How to Keep Your Gut Health on Track During the Holidays
Because your gut can be a grinch this time of year.
Indulging in our favorite foods and treats is one of the best parts of the holiday season, and the digestive drama that can follow is surely one of the worst. From your lack of control around gingerbread to your love of holiday-themed cocktails, odds are your insides end up feeling more tangled than your box of Christmas lights.
“As a gastroenterologist, I get asked about holiday belly every year,” says Niket Sonpal, MD, assistant professor at Touro College of Osteopathic Medicine in New York. “The time from Thanksgiving to New Year’s Day often turns into a caloric free-for-all, with holiday menus loaded with foods that are on most patients’ fun list, but that can trigger a whole host of abdominal symptoms.”
That doesn’t mean you have to deprive yourself of your favorite holiday goodies, however—there are plenty of ways to do your gut a solid so that you can enjoy the season sans retaliation, starting with these expert-backed tips:
1. Stock Up on Kefir
If you’ve got a festive afternoon lined up, swig some probiotic-rich kefir at breakfast, suggests Kara Landau, RD, NYC-based registered dietitian and founder at Uplift Food. Doing so will line your stomach with an abundance of good bacteria that can help with digestion and reduce unwanted bloating.
2. Add More Resistant Starch to the Menu
Resistant starch is a special type of prebiotic fiber that feeds the good bacteria in our gut, says Landau. The result? Digestion isn’t as much of a drag, and food is passed through the body easier. “You can find prebiotic resistant starch inside a range of foods commonly found on the festive seasonal table, such as roasted potatoes, vegetables, or cooked grains,” says Landau. The trick is to let these foods cool down before you eat them, which allows the resistant starch to form—and your gut bacteria to reap the benefits. (You can reheat them and still score the benefits, assures Landau.)
3. Go for a Post-Meal Walk
It’s tempting to nap after a big holiday meal, but it’s the worst thing you can do if you’re prone to acid reflux. Consider going for a post-meal walk instead—say, to scout out the neighborhood decorations. “Walking helps your abdominal muscles contract, and helps your stomach move the acid and food into the intestines sooner,” says Sonpal. “This decreases the probability of reflux occurring.”
4. Take Note of Past Food Reactions
If you ate something during last year’s holiday season that didn’t agree with you (or worse, caused an allergic reaction), it’s best to steer clear of that particular food so as to not repeat history. A year isn’t a long time to your stomach and small intestine, says Sonpal, and re-exposure may cause a more significant reaction the second time around.
5. Drink Enough Water
We tend to consume less water during the holidays, while increasing our intake of dehydration-promoters like salty treats, caffeine, and alcohol. This can result in a digestive traffic jam. “Water helps keep your digestive system well-lubricated and moving, helping you to avoid constipation from dehydration and stress,” says Sonpal. The more water you drink, the less likely it is that your curmudgeony stomach will get in the way of your enjoying the festivities.
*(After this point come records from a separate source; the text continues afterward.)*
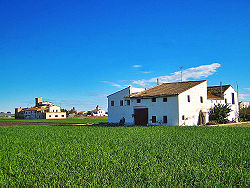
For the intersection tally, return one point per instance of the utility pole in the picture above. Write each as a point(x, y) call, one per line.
point(181, 72)
point(237, 87)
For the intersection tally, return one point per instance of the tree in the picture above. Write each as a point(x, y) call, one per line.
point(219, 113)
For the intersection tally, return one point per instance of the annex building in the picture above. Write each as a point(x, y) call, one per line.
point(41, 110)
point(180, 103)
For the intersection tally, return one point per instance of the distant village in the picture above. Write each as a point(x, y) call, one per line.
point(179, 103)
point(48, 110)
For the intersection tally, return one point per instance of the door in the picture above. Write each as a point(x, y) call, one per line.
point(141, 116)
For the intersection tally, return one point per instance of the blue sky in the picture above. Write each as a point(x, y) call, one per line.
point(75, 53)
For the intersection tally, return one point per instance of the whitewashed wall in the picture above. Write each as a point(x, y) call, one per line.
point(54, 109)
point(228, 97)
point(52, 115)
point(160, 109)
point(191, 110)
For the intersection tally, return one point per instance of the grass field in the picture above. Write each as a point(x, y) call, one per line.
point(124, 156)
point(90, 120)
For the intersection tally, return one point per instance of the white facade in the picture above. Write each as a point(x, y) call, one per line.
point(99, 112)
point(231, 98)
point(189, 112)
point(244, 104)
point(190, 107)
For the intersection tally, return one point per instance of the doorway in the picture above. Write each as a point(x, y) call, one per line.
point(141, 116)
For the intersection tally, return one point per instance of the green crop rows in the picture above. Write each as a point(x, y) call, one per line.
point(124, 156)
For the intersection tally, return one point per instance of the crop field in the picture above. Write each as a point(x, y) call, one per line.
point(124, 156)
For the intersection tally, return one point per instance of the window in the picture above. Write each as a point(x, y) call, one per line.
point(153, 119)
point(233, 101)
point(128, 102)
point(165, 119)
point(165, 99)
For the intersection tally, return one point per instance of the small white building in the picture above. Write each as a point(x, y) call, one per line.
point(180, 103)
point(41, 110)
point(99, 112)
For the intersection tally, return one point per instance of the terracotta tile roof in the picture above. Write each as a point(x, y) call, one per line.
point(166, 89)
point(35, 108)
point(214, 92)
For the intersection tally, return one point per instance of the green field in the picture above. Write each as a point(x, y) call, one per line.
point(124, 156)
point(90, 120)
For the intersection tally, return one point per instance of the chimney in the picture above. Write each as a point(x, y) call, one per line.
point(38, 100)
point(221, 89)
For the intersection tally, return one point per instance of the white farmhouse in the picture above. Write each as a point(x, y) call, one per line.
point(180, 103)
point(99, 112)
point(224, 95)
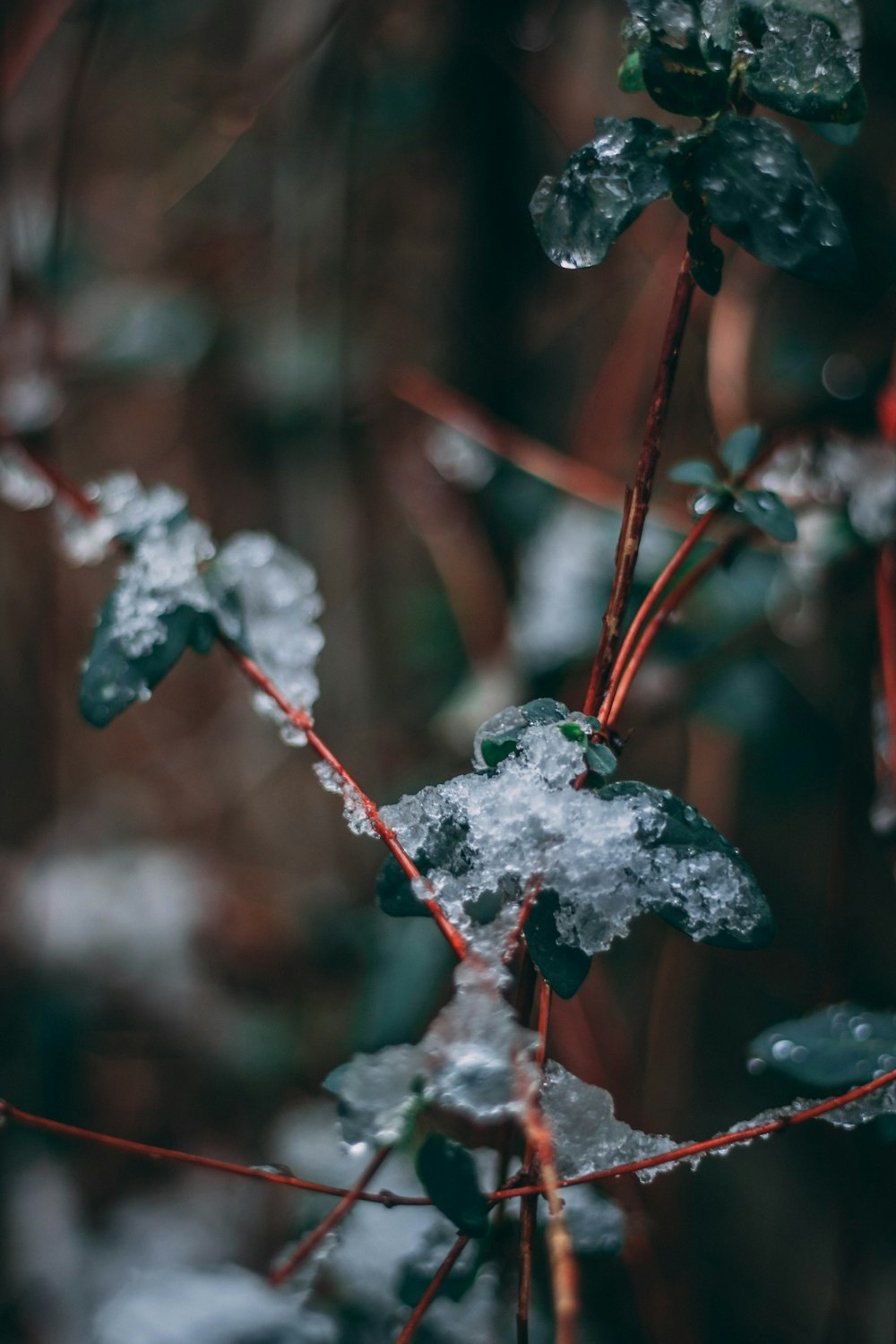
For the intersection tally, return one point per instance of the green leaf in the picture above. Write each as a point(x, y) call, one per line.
point(837, 134)
point(842, 13)
point(419, 1269)
point(840, 1046)
point(630, 74)
point(447, 1174)
point(562, 965)
point(711, 894)
point(694, 472)
point(759, 190)
point(446, 849)
point(766, 511)
point(115, 679)
point(602, 190)
point(739, 449)
point(805, 69)
point(498, 736)
point(685, 53)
6. Keep Up With Your Fiber Intake
The majority of holiday foods we consume lack fiber—meanwhile, microorganisms love to feast on the stuff. “Without enough fiber in our diet, microbes start to gobble up the mucus barrier in the gut as an alternative food source,” says Sonpal. This alters the bacterial composition and metabolism in our gut, which then causes bacteria to trigger inflammation and make us feel sick. Amping up your veggie and grain intake during the holidays can help lower the odds that your stomach will go postal when you want to indulge.
7. Have One or the Other
The combination of fancy cocktails and sweet treats can add up quickly and cause digestive stress well into the next day. Before your next soiree, opt for drinks or desserts instead of overdoing it on both, suggests Chicago-based registered dietitian Maggie Michalczyk, RDN. You’ll consume fewer empty calories and sugar overall, prevent a hangover the next day (well, hopefully), and ensure that your stomach doesn’t punish you (as much) for cutting loose.
8. Eat Smaller Portions, and Take It Slow
Being mindful of how much you eat at a time can help you ward off bloating. Keep an eye on the portions that you put on your plate, and take the time to actually chew your food instead of swallowing it whole—especially if you’re munching on foods that you don’t normally eat the rest of the year. Once you start to feel any sort of fullness, stop eating. “Your stomach’s actually a muscle, and it’s used to being worked to a certain degree,” says Allison Sanders, RDN, clinical dietitian specialist at Indiana University Health. “If you’re eating more than you normally would, the muscle tightens and you’ll feel a little more uncomfortable.”
9. Have Some (More) Chocolate
Besides being delish, cocoa—which is the dry, non-fatty component of chocolate—is rich in antioxidants. Research suggests that high-cocoa dark chocolate may promote specific types of friendly gut bacteria that help to keep inflammation in check and our digestion regular.